= Yitzchok Breiter =

Polish Breslov rabbi

Yitzchok Breiter (1886-1943?) was a Breslover Hasidic rabbi who spread the teachings of Rebbe Nachman of Breslov beyond their origins in Ukraine to the country of Poland during the 1920s to 1930s.

==Biography==
Born in Poland 76 years after Rebbe Nachman's death, Breiter grew up without ever having heard about Breslover Hasidut. He first came across a copy of Rebbe Nachman's Likutey Moharan while learning in yeshiva in Lublin, and was impressed by the wisdom and faith it contained. He hid the book to read it again the next day, but when he returned, it had disappeared.

A few weeks later he came across a copy of Parparaot LeChochmah by the Tcheriner Rav, Rabbi Nachman Goldstein, which is a scholarly commentary on Likutey Moharan. In this volume, Breiter found information which helped him make contact with the Breslover Hasidim in Russia. The next Rosh Hashana, he made the first of many trips to Rebbe Nachman's gravesite in Uman.
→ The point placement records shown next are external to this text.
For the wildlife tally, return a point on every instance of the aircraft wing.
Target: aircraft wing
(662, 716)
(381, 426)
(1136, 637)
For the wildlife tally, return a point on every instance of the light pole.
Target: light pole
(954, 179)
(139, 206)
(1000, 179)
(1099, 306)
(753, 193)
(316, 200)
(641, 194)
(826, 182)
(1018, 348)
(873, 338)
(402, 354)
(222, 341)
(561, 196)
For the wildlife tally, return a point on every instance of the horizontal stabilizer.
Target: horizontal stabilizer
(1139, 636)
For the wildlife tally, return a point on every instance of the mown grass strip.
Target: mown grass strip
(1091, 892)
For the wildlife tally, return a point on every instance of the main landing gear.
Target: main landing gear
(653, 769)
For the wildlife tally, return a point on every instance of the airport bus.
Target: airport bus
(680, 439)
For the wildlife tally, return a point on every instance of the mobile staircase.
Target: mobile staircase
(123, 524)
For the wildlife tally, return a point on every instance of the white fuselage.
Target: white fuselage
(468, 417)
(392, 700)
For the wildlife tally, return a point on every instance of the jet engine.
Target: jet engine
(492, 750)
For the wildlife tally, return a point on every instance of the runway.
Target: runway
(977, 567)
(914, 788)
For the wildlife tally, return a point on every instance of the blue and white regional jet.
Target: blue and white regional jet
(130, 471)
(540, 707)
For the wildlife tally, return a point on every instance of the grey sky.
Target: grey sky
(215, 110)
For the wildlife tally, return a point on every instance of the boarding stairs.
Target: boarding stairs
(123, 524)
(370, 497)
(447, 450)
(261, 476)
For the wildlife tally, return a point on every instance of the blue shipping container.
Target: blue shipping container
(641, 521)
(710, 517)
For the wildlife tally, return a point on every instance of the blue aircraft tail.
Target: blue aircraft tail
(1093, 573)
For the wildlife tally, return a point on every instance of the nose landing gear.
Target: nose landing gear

These pilgrimages ended in 1917, when the Russian Revolution sealed the border between Poland and Communist Russia. Barred from visiting Rebbe Nachman's grave, Breiter composed an emotional prayer asking to be able to visit Uman once again. This prayer was recited by Breslover Hasidim around the world for more than 70 years, until the fall of Communism in 1989. Unable to travel to the annual Breslover Rosh Hashana kibbutz (prayer gathering) in Uman, Breiter established a similar holiday gathering in Lublin.

Breiter was a fiery, charismatic orator who was instrumental in increasing the numbers of Polish Breslover Hasidim to several thousand by the 1930s, making him one of the more important leaders of pre-World War II Breslov Hasidim. He was one of the Breslov leaders to whom Rabbi Yisroel Ber Odesser sent his petek for verification; the petek was returned without comment to Odesser on the last ship out of Poland before the German invasion of Poland.

==Holocaust==
Breiter was a recognized elder in the Warsaw Ghetto during the Nazi occupation of Poland. He was deported on one of the transports to Treblinka, where he was murdered.

==Publications==
Breiter wrote several scholarly works, including Seder HaYom ("Order of the Day"), which explains how to apply Rebbe Nachman’s teachings to one's daily life, and Sheva Amudei Emunah ("Seven Pillars of Faith"), a primer for developing one's faith.

He also composed the stirring song Chidush Kemoso ("A Novelty Like Him") in praise of Rebbe Nachman, which is often sung at Breslover gatherings.

Yitzchok Breiter composed a confession to be said by the tomb of Rebbe Nachman.